Do you know who Esther Summerson is? Four years ago, Kathy and I made 2012 “The Year of the Orphan.” Charles Dickens was born on February 7, 1812, so 2012 was his bicentennial year, so we just decided we were going to reacquaint ourselves with Charles Dickens’ charming orphans. We read David Copperfield. We read Oliver Twist. It took us weeks to read Bleak House, a thick, dense doorstop of a novel. It was one of those enterprises that is both exhausting and rewarding.

Esther Summerson is the winsome star of Bleak House. She is an orphan who is unsure who exactly her parents are, but she is adopted and raised by the kind and generous Mr. Jarndyce. When she becomes a young woman, a promising gentleman offers her a proposal of marriage, but then she becomes deathly ill with small pox. She almost goes blind, and her face is so scarred and disfigured by the wounds of the disease that when her intended takes one look at her, he withdraws his offer of marriage. She finds love in other ways.

She’s an orphan, but at one point in the story, she says, “From my childhood I have been the object of the untiring goodness of the best of human beings, to whom I am so bound by every tie of attachment, gratitude, and love, that nothing I could do in the compass of a life could express the feelings of a single day.”[2]

If you have no good reason to skip Thanksgiving this year, here’s your chance to make it specific and concrete. There are pens in the pews and notecards in your bulletins. Write down a prayer to God. It doesn’t have to be eloquent, but it should be specific. Something very definite you are especially grateful for right now.

Or, just as good, write a note to someone who has changed your life in a positive way.
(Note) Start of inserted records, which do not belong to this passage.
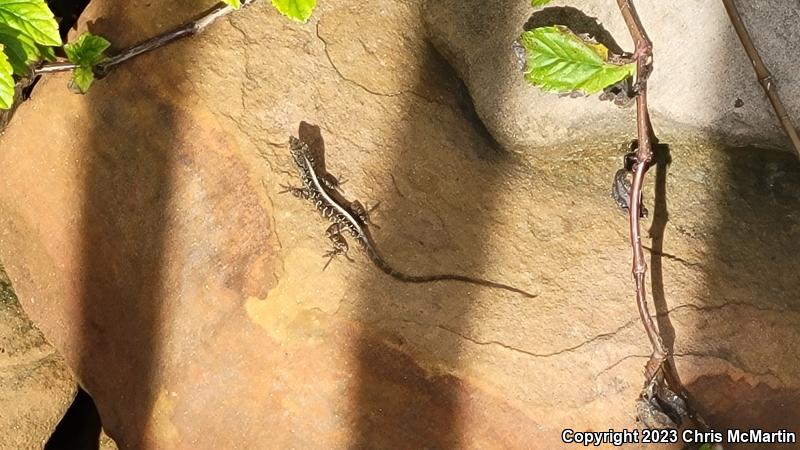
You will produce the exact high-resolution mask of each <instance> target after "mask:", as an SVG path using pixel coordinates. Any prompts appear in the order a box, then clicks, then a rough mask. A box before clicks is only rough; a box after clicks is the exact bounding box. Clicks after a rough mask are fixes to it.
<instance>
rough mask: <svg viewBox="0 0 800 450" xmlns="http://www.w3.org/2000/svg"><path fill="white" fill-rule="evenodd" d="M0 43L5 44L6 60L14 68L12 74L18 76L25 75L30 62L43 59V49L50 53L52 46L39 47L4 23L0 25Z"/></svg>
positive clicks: (29, 37) (17, 31) (32, 61)
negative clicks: (7, 57) (6, 59)
mask: <svg viewBox="0 0 800 450" xmlns="http://www.w3.org/2000/svg"><path fill="white" fill-rule="evenodd" d="M0 44H3V45H4V46H5V49H6V50H5V51H6V56H8V61H9V62H10V63H11V67H13V68H14V75H18V76H24V75H27V73H28V66H29V65H30V64H31V63H33V62H36V61H40V60H41V59H44V57H45V55H43V54H42V50H43V49H48V50H50V52H51V53H52V47H40V46H38V45H36V43H35V42H33V39H31V38H30V37H28V36H26V35H24V34H22V33H20V32H19V31H17V30H15V29H13V28H9V27H7V26H5V25H0Z"/></svg>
You know what Glinda says to Elphaba in Wicked?

But I know I’m who I am today
Because I knew you…
Like a comet pulled from orbit
As it passes a sun
Like a stream that meets a boulder
Halfway through the wood
Who can say if I’ve been changed for the better?
But because I knew you
I have been changed for good

Someone changed you “for good.” Let them know. Write it down. Be specific. Deliver it in person if you can. Or mail it. Or leave it here at the altar of the Lord as a dedication to whatever good you’ve been changed into. Mine is going to my basketball coach when I was in the eighth grade. He taught me how to shoot a jump shot, and how to love Jesus. I am who I am today because of this unassuming teacher.

Bring it with you when you come forward for communion. The staff will take it up in prayer next week. We’ll pray for those who have been so important to you.

That’s why so many of us love Thanksgiving so much: it’s our annual reminder of how much we owe to others, how little of ourselves we made all on our own.

That is a virtuous exercise once a year.

[1]Nicholas Wolterstorff, Lament for a Son (Grand Rapids, MI: Wm. B. Eerdmans, 1987), p. 61.

[2] Charles Dickens, Bleak House, 7th paragraph from the end of Chapter LXI, p. 835 in my Everyman’s Library Edition (New York: Alfred A. Knopf, 1907).